Russia's Ministry of Finance on March 19 published a draft law that would allow the taxation of CFCs controlled by Russian tax residents. The Ministry of Economic Development helped draft the bill, which also addresses corporate tax residence and treaty relief. Two amended versions of the bill have been published, with the most recent revision being posted on the MOF's website on May 27. If the bill is adopted and published in 2014, it may enter into force on January 1, 2015.
According to the spokeswoman, the adoption of CFC rules has become standard international practice, and other countries' experience with those rules has shown that the taxation of CFCs does not lead to a weaker investment climate. However, CFC rules have curbed the corporate use of low-tax jurisdictions to facilitate tax avoidance, she said.
"The common goal is to work together to create new tax rules, which should be transparent and easy to understand," the spokeswoman said. "It is imperative to protect investors, reduce risks, and guarantee property rights, which subsequently increases budget revenues and spurs the country's advancement."
Mark Rovinskiy of Egorov Puginsky Afanasiev & Partners in Moscow said Russia has intended to introduce CFC rules for several years. The draft bill was written after President Vladimir Putin called for measures to repatriate capital from Russian-owned offshore companies during his annual message to the Federal Assembly in December 2013. Putin's speech marked the official start of the country's first "de-offshorization" program, Rovinskiy said.
"This program became a quite significant event for businesses and raised a lot of concerns among the business community and tax practitioners," he said, adding that the rules "should be perfectly balanced in order not to override the initial purpose of their application -- tackling tax avoidance and evasion."
Rovinskiy said it is too early to comment specifically on the possible effect of CFC rules because that would depend on their flexibility. The MOF is redrafting the text following further consultations with the Russian business community, and the bill has not yet been sent to the State Duma (lower house of the parliament).

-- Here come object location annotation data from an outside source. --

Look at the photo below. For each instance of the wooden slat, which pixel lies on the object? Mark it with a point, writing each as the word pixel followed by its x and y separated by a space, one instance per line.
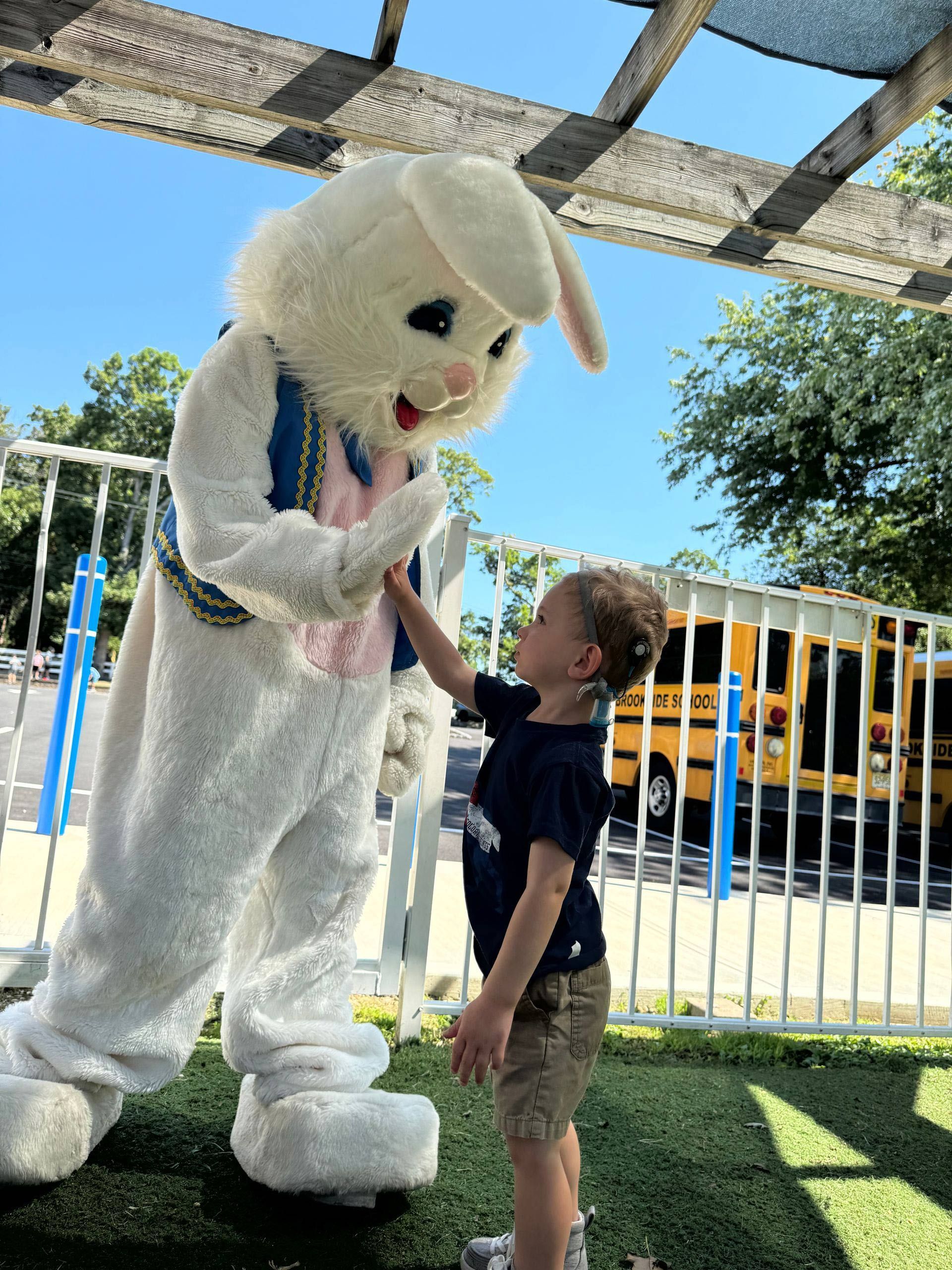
pixel 663 40
pixel 913 92
pixel 220 132
pixel 146 46
pixel 391 23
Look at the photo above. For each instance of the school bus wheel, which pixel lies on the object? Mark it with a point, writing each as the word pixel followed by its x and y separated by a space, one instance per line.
pixel 662 794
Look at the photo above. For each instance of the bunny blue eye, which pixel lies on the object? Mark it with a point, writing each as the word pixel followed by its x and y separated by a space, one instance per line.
pixel 495 348
pixel 436 317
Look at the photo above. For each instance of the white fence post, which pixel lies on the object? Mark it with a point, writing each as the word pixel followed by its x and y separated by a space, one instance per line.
pixel 423 876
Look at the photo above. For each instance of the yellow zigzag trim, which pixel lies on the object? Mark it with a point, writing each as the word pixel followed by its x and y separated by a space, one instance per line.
pixel 193 582
pixel 320 460
pixel 189 601
pixel 302 469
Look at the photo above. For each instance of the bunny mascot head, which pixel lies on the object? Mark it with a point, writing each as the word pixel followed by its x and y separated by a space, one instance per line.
pixel 266 688
pixel 399 291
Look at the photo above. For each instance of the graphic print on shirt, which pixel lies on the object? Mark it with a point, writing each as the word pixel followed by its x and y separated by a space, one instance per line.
pixel 479 825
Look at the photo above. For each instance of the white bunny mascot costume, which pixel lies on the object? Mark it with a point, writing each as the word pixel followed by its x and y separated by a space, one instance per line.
pixel 257 704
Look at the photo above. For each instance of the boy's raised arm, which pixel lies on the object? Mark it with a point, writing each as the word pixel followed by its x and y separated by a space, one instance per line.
pixel 442 661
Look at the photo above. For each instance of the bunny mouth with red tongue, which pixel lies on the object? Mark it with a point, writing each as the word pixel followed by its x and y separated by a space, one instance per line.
pixel 408 414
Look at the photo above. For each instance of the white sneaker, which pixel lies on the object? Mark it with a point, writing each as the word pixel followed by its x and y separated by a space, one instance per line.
pixel 497 1254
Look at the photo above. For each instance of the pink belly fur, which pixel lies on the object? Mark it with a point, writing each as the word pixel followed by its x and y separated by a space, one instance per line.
pixel 351 649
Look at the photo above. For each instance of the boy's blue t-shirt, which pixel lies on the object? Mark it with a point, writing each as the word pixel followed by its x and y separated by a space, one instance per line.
pixel 538 780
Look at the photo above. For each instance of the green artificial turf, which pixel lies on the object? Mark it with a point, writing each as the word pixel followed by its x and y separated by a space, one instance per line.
pixel 715 1152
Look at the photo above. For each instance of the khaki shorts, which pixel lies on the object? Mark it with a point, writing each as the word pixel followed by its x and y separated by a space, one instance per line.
pixel 556 1032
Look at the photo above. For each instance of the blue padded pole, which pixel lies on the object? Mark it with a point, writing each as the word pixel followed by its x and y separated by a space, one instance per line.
pixel 55 754
pixel 729 794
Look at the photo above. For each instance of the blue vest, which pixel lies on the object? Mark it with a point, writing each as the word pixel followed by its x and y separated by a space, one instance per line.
pixel 298 454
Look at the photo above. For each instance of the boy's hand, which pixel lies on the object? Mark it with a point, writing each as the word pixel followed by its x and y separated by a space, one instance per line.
pixel 479 1037
pixel 397 581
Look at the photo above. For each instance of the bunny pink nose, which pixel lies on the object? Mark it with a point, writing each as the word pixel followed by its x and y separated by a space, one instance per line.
pixel 460 380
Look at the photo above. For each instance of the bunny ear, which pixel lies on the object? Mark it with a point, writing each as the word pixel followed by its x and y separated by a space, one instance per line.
pixel 575 309
pixel 481 219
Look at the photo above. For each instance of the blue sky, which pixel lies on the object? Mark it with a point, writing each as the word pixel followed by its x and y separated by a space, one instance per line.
pixel 121 243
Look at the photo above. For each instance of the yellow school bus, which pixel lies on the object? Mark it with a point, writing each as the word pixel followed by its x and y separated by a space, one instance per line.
pixel 941 816
pixel 781 717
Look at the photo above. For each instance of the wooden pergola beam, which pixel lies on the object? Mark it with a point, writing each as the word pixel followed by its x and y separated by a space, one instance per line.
pixel 663 40
pixel 391 23
pixel 300 150
pixel 144 46
pixel 913 92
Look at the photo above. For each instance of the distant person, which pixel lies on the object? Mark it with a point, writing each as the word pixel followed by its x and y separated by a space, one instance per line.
pixel 532 825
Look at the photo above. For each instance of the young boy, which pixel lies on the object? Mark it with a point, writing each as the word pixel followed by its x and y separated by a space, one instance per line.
pixel 532 825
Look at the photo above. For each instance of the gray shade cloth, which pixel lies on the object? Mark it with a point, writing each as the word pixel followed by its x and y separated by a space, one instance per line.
pixel 867 39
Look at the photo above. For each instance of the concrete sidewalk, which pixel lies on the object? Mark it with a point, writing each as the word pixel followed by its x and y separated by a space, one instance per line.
pixel 23 867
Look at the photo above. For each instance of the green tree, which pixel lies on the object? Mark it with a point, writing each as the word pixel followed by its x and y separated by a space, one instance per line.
pixel 131 412
pixel 692 559
pixel 823 420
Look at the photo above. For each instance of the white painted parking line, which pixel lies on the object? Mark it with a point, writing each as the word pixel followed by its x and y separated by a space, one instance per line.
pixel 28 785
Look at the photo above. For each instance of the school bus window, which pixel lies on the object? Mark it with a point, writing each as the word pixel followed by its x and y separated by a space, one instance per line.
pixel 942 708
pixel 777 658
pixel 709 644
pixel 885 680
pixel 846 727
pixel 670 666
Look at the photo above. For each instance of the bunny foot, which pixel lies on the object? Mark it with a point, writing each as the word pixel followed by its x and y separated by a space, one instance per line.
pixel 48 1130
pixel 347 1147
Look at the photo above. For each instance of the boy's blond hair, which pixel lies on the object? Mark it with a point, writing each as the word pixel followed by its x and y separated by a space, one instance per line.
pixel 627 610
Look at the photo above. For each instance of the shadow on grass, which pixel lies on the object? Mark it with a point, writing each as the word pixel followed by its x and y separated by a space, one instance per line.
pixel 668 1160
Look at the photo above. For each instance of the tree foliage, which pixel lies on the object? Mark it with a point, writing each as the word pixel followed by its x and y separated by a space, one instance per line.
pixel 823 421
pixel 466 480
pixel 131 412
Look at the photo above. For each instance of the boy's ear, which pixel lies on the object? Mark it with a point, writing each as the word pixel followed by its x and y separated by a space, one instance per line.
pixel 588 663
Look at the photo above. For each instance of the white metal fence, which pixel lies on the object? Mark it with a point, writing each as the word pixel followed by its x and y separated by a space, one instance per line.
pixel 833 619
pixel 411 865
pixel 26 965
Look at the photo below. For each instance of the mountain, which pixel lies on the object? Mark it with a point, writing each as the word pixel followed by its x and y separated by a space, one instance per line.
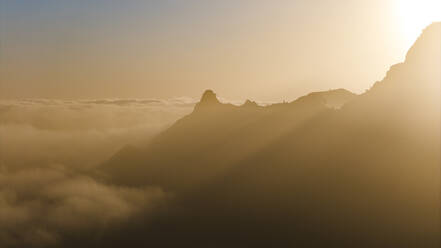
pixel 214 137
pixel 330 169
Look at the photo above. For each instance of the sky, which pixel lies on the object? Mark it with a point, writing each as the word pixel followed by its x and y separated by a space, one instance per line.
pixel 262 50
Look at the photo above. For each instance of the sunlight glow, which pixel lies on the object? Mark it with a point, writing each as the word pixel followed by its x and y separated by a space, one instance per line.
pixel 415 15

Stepan Guzey of the Moscow office of Lidings said Russia's focus on the use of offshore companies for tax avoidance was apparent as far back as 2010, when the government ordered state-owned companies to restructure so that their foreign subsidiaries would be tax resident in Russia.
He said the original version of the CFC legislation contained some severe restrictions and measures, such as the requirement that Russian tax residents regularly notify tax authorities of their participation in CFCs and in foreign companies registered in jurisdictions on Russia's blacklist, if ownership in the share capital exceeded 1 percent.

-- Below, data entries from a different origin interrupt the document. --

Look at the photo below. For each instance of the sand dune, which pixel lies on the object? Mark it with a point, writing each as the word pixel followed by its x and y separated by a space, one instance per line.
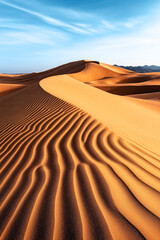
pixel 78 162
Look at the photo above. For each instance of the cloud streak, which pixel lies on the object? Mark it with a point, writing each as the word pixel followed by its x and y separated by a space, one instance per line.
pixel 49 20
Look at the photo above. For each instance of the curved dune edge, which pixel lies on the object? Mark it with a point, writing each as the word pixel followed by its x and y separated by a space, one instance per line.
pixel 122 115
pixel 66 176
pixel 6 89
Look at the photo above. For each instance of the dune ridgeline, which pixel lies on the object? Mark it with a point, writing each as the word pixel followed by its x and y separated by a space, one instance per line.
pixel 80 154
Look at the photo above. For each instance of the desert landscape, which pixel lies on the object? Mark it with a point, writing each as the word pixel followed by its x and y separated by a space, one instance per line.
pixel 80 158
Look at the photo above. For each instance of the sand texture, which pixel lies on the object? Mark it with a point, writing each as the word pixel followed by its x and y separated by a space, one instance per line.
pixel 80 154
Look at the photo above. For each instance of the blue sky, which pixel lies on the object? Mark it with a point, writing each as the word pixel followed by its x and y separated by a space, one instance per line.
pixel 40 34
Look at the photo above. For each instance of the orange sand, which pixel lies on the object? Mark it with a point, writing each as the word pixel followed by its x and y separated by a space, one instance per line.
pixel 80 154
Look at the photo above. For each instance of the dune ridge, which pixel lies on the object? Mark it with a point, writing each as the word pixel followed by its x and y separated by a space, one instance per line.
pixel 68 174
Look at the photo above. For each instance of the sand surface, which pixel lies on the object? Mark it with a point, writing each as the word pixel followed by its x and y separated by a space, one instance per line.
pixel 80 154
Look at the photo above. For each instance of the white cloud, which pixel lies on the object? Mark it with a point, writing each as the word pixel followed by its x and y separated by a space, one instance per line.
pixel 45 18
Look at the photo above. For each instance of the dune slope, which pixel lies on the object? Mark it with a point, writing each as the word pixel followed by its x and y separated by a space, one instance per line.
pixel 77 162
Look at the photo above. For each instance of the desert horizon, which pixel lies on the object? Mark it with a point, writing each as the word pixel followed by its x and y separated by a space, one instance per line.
pixel 80 120
pixel 80 153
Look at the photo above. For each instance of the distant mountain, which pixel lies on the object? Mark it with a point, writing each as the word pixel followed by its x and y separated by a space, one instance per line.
pixel 141 69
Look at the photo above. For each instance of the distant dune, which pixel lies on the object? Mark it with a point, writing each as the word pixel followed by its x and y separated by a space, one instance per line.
pixel 80 154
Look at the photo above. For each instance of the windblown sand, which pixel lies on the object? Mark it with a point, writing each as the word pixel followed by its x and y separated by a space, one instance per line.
pixel 80 154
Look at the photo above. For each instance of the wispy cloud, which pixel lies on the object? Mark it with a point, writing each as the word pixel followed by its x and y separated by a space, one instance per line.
pixel 49 20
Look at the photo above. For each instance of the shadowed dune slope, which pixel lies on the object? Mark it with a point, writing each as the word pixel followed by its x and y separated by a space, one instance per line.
pixel 78 162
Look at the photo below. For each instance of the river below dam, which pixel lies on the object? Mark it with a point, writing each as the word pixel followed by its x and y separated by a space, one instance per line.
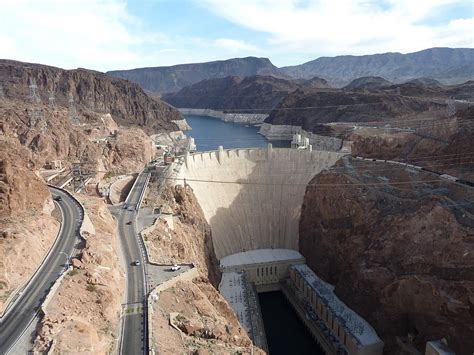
pixel 209 133
pixel 285 332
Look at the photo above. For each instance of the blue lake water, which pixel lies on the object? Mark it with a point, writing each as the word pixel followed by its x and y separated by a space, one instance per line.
pixel 209 133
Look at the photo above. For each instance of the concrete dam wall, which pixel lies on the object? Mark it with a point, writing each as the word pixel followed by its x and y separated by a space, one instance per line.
pixel 252 197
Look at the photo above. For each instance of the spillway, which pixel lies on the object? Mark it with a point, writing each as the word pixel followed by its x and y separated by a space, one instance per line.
pixel 252 198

Stakeholders also had several other concerns about the original draft law, including the low (10 percent) interest threshold to qualify as a controlling person in a CFC; lack of a clear definition of the term "control"; lack of provisions on the avoidance of double taxation; and excessive sanctions, Rovinskiy said. He said he is optimistic that the government will make further improvements to the draft law, such as raising the interest threshold to 50 percent.

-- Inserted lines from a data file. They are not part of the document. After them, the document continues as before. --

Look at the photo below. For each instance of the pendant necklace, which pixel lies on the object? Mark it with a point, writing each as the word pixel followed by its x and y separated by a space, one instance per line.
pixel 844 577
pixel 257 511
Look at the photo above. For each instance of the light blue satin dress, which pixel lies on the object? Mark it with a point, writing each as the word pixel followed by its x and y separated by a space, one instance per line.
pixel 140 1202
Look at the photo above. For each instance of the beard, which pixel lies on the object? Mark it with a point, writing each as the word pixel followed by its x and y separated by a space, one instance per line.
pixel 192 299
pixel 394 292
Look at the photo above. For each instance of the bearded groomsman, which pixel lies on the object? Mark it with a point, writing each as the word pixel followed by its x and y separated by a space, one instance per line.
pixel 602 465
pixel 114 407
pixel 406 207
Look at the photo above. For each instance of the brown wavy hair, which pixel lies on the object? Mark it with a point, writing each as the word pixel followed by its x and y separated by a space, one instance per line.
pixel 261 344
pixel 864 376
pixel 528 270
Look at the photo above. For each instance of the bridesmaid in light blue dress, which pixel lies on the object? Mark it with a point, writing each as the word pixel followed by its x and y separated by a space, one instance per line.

The amnesty provision is expected to "motivate business to bring capital back from offshore without significant adverse effect," Rovinskiy said.
However, while it's clear that the government is serious about cracking down on the use of offshore companies for tax avoidance and evasion, CFC rules -- both in Russia and around the world -- may force only a small number of companies engaging in abusive behavior to emerge from the shadows, Guzey said. "There will be a lot of companies that will use more complicated schemes for the structuring of financial flows or will invent their own," he added.